Household Charcoal Production is a more sustainable way of making Charcoal


Generating Green Charcoal Sustainably




Traditional charcoal production is small scale and actually one of our oldest human skills.




With 520 thousand tonnes of charcoal produced every year, Charcoal is an important source of fuel. Most of this is made from wood. If we were to consider a 20% wood to charcoal conversion ratio, it means that we are burning five times more wood (2600 thousand tonnes)  every year.  




We are losing 10% of our forest cover each year – to cooking fuel, commercial farming and logging.

The statistics present a “fire and climate” challenge – with the needle pointing accusingly towards how brutal we have been in being inefficient about how we have been producing and are producing charcoal.




The FAO says defines “efficient” charcoal production as yielding 1 tonne of charcoal from 3.5 tonnes of wood. Current traditional technologies are at yielding one tonne from 4.5 tonnes of wood.  There is a big gap to bridge –

And then there is traditional charcoal production and industrial charcoal production - Each with its pros and cons. Mostly cons – because the energy inefficiencies and climate costs say so.




What about household production? Why not? Its simple. Its effective if the right combustor is given. Turns “mass production” into “production by masses”. Puts a woman entrepreneurper kitchen. Solves a lot of climate, economy and energy challenges with one strike of the matchbox in the right combustor.

Well – the ‘right’ type of production of charcoal is a choice that depends on the balance between social, economic and climate perspectives.





And with traditional and industrial charcoal making already having been given their chance to strike the balance – and have not found it, it may be time to explore the “household charcoal making” production method – as a way to strike the right climate,economic and social balance.

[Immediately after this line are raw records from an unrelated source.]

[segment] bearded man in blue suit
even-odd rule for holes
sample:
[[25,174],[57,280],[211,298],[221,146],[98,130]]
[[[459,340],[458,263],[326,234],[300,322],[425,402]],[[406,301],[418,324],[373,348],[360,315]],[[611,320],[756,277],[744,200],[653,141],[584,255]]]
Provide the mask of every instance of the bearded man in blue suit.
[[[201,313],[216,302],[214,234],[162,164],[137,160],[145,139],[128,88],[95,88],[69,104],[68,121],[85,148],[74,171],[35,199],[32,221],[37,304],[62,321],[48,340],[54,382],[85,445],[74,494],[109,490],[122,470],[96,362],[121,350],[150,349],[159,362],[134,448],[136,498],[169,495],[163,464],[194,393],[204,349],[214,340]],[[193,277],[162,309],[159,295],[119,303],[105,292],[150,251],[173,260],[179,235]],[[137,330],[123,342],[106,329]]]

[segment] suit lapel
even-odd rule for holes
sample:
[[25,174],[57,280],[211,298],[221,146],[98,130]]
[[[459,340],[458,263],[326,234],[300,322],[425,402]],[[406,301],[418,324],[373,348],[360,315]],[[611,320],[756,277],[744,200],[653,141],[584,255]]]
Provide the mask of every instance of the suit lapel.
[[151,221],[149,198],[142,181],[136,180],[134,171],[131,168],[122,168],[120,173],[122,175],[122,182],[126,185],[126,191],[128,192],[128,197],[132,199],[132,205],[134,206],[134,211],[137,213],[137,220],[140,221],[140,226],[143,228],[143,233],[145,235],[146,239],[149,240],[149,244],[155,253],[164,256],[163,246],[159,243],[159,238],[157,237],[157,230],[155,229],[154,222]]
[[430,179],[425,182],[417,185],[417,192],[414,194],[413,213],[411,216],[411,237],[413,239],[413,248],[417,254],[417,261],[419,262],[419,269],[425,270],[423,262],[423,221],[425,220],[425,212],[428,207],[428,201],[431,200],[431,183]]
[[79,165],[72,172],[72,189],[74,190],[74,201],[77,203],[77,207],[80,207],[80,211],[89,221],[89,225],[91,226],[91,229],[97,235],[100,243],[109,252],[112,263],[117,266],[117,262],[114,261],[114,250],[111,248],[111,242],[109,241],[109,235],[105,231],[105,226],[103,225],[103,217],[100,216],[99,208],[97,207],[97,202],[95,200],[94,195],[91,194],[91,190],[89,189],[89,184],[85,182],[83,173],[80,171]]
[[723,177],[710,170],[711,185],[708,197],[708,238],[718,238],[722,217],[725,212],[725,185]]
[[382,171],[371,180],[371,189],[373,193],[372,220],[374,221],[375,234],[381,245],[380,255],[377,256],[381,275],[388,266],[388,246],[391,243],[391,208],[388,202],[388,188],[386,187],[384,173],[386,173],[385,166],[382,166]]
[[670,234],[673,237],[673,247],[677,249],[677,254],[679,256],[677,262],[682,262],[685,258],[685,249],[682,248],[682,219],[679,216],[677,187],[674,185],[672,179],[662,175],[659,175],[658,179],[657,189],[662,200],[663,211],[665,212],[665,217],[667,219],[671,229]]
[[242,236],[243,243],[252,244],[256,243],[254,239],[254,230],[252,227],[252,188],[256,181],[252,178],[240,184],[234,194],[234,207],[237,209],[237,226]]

The Calorific value of the charcoal from the cookstove is on par with that of mineral coal. The demand for coal in the next 5 years is set to grow to over 9 bn tonnes; the global coal use is set to double by 2040; the most rapid growth in coal consumption is to be determined in Asia, with the consumption in India predicted to double over the next 15 years and triple by 2040.



In the wake of the above energy trajectory, it will make sense to explore an economic model that supports energy creation, by households at the grassroots, around an economic model that is scalable, replicable, distributes economic wealth better while being sustainable from a “people-profit-planet” perspective. 

The charcoal production techniques that the “earn while you cook” supports are-
  • Biochar Making Clean Cookstoves – where the charcoal is the residue after the wood has been used for its thermal power.           
  • Continuous Char Maker to turn light leafy biomass into powder charcoal.  
  • Batch processing Char Maker which sets a higher standard of yield conversation than what is recommended by the FAO.